In 2023, conducting attack research was enjoyable—simply formulating and demonstrating the existence of vulnerabilities sufficed, as the effectiveness of an attack is inherently compelling. However, in 2024, my advisors started to heavily push me toward working on robustness defense, asserting that identifying problems without striving for solutions is not ambitious enough. While I wholeheartedly agreed, I was acutely aware of the profound challenge in achieving genuine robustness. After a lot of struggle, we eventually still developed this paper. Initially, our exploration focused on constrained supervised fine-tuning (SFT) against fine-tuning attacks. During this process, we discovered a critical bias—models exhibit substantial "first-few-tokens bias" concerning safety (here we acknowledge similar findings by
arxiv.org/abs/2401.17256 and
arxiv.org/abs/2312.01552, despite differences in our ultimate directions). Using this bias as a technical trick, we impose strong constraints on the losses of only the initial tokens, relaxing constraints for later tokens. This achieved robustness with significantly lower utility regression. Nevertheless, we soon recognized that this bias is not merely a technical trick but represents a fundamental issue. Consequently, we shifted our focus to exploring the broader implications of this phenomenon itself, ultimately shaping the current paper. In writing this paper, I intentionally echoed the style of two seminal works: "Adversarial Examples Are Not Bugs, They Are Features" (
arxiv.org/abs/1905.02175) and "Shortcut Learning in Deep Neural Networks" (
arxiv.org/abs/2004.07780). The two papers deeply influenced my research style, and receiving the Outstanding Paper award at the culmination of my PhD journey, using a similar writing style, feels both fulfilling and like a tribute to these classics.

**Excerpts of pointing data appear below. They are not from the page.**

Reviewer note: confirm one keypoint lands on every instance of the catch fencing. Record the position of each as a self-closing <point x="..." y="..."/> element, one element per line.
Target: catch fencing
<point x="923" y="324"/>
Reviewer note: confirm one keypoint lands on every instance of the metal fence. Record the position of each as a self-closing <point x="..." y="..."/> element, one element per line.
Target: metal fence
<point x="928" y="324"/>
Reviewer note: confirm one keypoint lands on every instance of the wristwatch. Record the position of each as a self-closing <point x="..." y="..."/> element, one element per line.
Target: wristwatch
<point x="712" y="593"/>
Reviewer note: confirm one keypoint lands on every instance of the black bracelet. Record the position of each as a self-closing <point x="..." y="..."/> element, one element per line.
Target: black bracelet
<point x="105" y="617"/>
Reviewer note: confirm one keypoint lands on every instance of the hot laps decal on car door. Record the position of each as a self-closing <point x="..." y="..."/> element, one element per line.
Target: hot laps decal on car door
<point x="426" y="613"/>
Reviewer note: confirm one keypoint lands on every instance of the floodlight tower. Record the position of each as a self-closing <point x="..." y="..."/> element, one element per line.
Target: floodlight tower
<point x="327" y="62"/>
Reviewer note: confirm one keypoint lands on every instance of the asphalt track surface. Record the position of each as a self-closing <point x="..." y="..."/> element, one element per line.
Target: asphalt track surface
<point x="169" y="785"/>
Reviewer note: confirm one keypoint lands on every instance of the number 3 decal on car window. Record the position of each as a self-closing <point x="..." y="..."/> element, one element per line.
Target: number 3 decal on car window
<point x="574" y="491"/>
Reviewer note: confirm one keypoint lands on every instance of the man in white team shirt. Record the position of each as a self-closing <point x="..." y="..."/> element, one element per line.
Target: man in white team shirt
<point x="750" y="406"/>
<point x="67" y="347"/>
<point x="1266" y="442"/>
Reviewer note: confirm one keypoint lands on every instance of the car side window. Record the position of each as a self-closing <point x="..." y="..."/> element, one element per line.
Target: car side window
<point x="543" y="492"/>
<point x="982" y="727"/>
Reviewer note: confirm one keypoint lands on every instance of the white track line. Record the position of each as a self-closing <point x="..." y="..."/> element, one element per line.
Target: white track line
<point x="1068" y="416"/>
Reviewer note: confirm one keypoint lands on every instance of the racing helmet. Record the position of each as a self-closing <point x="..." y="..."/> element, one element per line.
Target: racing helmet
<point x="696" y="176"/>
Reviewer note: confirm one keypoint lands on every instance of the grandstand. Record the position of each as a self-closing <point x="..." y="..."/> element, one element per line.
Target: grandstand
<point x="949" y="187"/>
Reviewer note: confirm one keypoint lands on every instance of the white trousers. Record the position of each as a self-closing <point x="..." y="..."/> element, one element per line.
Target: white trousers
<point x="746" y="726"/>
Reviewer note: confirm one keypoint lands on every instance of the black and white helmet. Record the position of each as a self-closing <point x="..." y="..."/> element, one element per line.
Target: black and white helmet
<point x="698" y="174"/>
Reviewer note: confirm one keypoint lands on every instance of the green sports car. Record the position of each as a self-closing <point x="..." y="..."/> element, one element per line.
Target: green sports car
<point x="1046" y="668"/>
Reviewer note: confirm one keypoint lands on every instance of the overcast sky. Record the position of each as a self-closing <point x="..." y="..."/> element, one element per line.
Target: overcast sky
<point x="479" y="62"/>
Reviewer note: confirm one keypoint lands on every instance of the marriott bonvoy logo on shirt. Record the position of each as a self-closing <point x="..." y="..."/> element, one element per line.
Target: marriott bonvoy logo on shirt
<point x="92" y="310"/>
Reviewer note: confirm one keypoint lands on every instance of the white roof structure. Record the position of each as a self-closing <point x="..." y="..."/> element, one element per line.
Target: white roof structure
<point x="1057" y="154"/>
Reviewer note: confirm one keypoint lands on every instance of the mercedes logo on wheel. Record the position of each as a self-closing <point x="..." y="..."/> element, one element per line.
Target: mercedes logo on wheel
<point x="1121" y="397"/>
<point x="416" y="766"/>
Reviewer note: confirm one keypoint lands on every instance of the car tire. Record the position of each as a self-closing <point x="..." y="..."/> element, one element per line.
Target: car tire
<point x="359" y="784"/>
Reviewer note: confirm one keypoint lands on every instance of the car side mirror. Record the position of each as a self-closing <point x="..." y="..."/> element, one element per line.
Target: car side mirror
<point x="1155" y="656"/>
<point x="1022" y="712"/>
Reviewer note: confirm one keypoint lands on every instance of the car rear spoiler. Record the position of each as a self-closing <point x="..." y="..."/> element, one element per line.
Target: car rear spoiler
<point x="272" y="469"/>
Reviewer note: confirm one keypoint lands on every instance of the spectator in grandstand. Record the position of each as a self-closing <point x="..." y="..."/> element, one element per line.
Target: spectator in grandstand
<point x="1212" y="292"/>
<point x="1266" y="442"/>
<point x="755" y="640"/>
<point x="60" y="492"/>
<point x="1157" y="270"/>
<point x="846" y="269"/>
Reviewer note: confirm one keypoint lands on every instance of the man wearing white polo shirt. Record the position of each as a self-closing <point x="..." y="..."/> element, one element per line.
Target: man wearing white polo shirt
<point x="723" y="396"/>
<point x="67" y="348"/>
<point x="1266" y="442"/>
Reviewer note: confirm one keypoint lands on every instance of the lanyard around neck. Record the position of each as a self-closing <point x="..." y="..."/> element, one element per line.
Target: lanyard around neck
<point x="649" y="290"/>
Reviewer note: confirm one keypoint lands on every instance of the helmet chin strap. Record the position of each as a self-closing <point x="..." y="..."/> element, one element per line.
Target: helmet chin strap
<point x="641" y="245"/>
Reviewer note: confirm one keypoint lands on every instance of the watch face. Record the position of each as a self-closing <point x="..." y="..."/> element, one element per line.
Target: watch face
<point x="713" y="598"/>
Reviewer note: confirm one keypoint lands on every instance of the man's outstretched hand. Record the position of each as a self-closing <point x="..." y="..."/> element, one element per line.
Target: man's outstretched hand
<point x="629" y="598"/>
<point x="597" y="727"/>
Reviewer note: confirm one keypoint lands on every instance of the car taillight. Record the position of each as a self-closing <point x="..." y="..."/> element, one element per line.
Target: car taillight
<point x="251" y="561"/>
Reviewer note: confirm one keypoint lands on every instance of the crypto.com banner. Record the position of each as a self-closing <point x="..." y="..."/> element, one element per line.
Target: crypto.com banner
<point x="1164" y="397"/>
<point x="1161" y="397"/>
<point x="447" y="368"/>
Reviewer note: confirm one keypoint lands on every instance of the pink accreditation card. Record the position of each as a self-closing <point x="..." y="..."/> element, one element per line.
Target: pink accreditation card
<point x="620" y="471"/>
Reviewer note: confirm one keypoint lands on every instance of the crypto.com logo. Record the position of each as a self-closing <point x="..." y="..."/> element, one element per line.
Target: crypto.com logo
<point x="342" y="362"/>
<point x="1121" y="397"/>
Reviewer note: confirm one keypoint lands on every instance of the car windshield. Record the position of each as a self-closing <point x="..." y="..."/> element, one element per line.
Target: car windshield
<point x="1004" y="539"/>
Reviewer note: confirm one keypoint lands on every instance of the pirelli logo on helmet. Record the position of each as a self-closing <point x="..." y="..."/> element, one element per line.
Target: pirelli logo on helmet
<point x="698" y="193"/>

Frankly, our work still stands far from fully resolving adversarial robustness. In fact, during writing, we deliberately reduced/avoided using the term "defense," resulting in some critique that our paper reads more like a position paper. Rather, our contribution primarily provides just a simple yet concrete explanation (shallow alignment) for a broadly exploited class of vulnerabilities, enabling causal interventions on models to explore the counterfactual of shallow alignment—deep alignment—and demonstrating that such interventions genuinely improve robustness. Fundamentally, our intervention underscores that model alignment must span the entire generation process rather than being confined to the first few token distributions—a principle articulated explicitly in our paper's title. This concept resonates with several other studies, such as Andy Zou et al.’s Circuit Breakers (
arxiv.org/abs/2406.04313), Youliang Yuan et al.’s refusal at every position (
arxiv.org/abs/2407.09121), and Yiming Zhang et al.’s backtracking (fri). To some extent, improved robustness in reasoning models’ safety alignment (
openai.com/index/trading-inf…) might also be related to this principle, as large-scale reinforcement learning for reasoning spontaneously enhances self-correction and recovery.
Yet, adversarial robustness remains unresolved. Adaptive attacks will continuously emerge, potentially perpetuating many cycles of a cat-and-mouse game again. Furthermore, our challenges extend beyond AI safety and jailbreak issues. As frontier models rapidly advance in agentic capabilities, we eagerly anticipate their large-scale deployment to automate numerous tasks. However, currently, robustness and prompt injection significantly hinder this vision. As AI increasingly manages critical workloads and computational systems, robustness failures could pose severe systemic security risks.
Finally, we again extend our sincere appreciation to all friends in the AI safety and AdvML research communities for their ongoing support and encouragement. Let’s continue working together to advance the research on AI safety and adversarial machine learning.